Detecting and mitigating glacier lake outburst floods with measurements of conductivity and turbidity in Wrangell-St. Elias National Park, AK

Primary Investigators

USGS Investigators: Jeff Conaway

NPS Investigators: Michael Loso

Project Details

Start Year: 2020


2020 2021 2022
$28,600 $28,600 $28,600
Project Location

NPS Park: Wrangell-St Elias NP & Pres

USGS Center: Alaska Science Center

States: AK

Kennicott River emerges from 28-mile long Kennicott Glacier, one of the largest easily accessible glaciers in Alaska. Development in the Kennicott Valley follows from early 20th century copper mining adjacent to the glacier margin. The mines are now managed by the National Park Service as the Kennecott Mines National Historic Landmark (NHL). Each year, Kennicott River experiences one or more jökulhlaups—glacial outburst floods—in response to sudden and catastrophic drainage of ice-dammed lakes located along the margin of the Kennicott Glacier. The public access bridge, a nearby campground, a privately-owned and operated freight bridge, and many other services (both private and NPS) critical for NPS operations and visitors remain vulnerable to outburst floods. Predicting the timing and magnitude of these floods has grown more difficult, however, in response to upstream glacier change.
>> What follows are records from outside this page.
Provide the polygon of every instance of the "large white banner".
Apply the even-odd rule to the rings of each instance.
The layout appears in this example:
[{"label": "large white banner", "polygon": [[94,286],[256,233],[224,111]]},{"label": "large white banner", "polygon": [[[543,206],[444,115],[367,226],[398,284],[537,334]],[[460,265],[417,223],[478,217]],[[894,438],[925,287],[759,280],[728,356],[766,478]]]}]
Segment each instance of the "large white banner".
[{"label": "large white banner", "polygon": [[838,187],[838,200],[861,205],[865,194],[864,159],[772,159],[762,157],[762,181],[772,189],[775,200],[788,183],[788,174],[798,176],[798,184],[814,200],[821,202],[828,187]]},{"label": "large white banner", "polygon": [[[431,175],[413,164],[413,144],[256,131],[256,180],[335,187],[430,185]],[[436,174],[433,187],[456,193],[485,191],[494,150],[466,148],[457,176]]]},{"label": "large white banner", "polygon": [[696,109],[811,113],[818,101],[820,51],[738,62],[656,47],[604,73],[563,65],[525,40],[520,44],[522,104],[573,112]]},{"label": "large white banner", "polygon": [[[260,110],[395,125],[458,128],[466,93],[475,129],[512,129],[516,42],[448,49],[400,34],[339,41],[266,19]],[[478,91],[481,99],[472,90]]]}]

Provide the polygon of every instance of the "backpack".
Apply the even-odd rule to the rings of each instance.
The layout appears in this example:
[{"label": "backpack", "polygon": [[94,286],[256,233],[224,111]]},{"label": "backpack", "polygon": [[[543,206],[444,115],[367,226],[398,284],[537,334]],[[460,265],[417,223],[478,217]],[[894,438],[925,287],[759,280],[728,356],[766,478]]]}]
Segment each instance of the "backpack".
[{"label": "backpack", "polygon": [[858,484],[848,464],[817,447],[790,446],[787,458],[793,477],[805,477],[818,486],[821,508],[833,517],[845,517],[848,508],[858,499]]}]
In mid-summer, however, when warm temperatures commonly lead to a strong diurnal cycle of melt-driven runoff, distinguishing the onset of a jökulhlaup from more typical daily discharge variations is difficult. Even with real-time monitoring, hazardous outburst floods are therefore difficult to recognize until they are well underway. Real-time measurements of water temperature, conductivity, and turbidity will allow NPS staff to distinguish in real time between “normal” melt-driven high-water events and incipient outburst floods.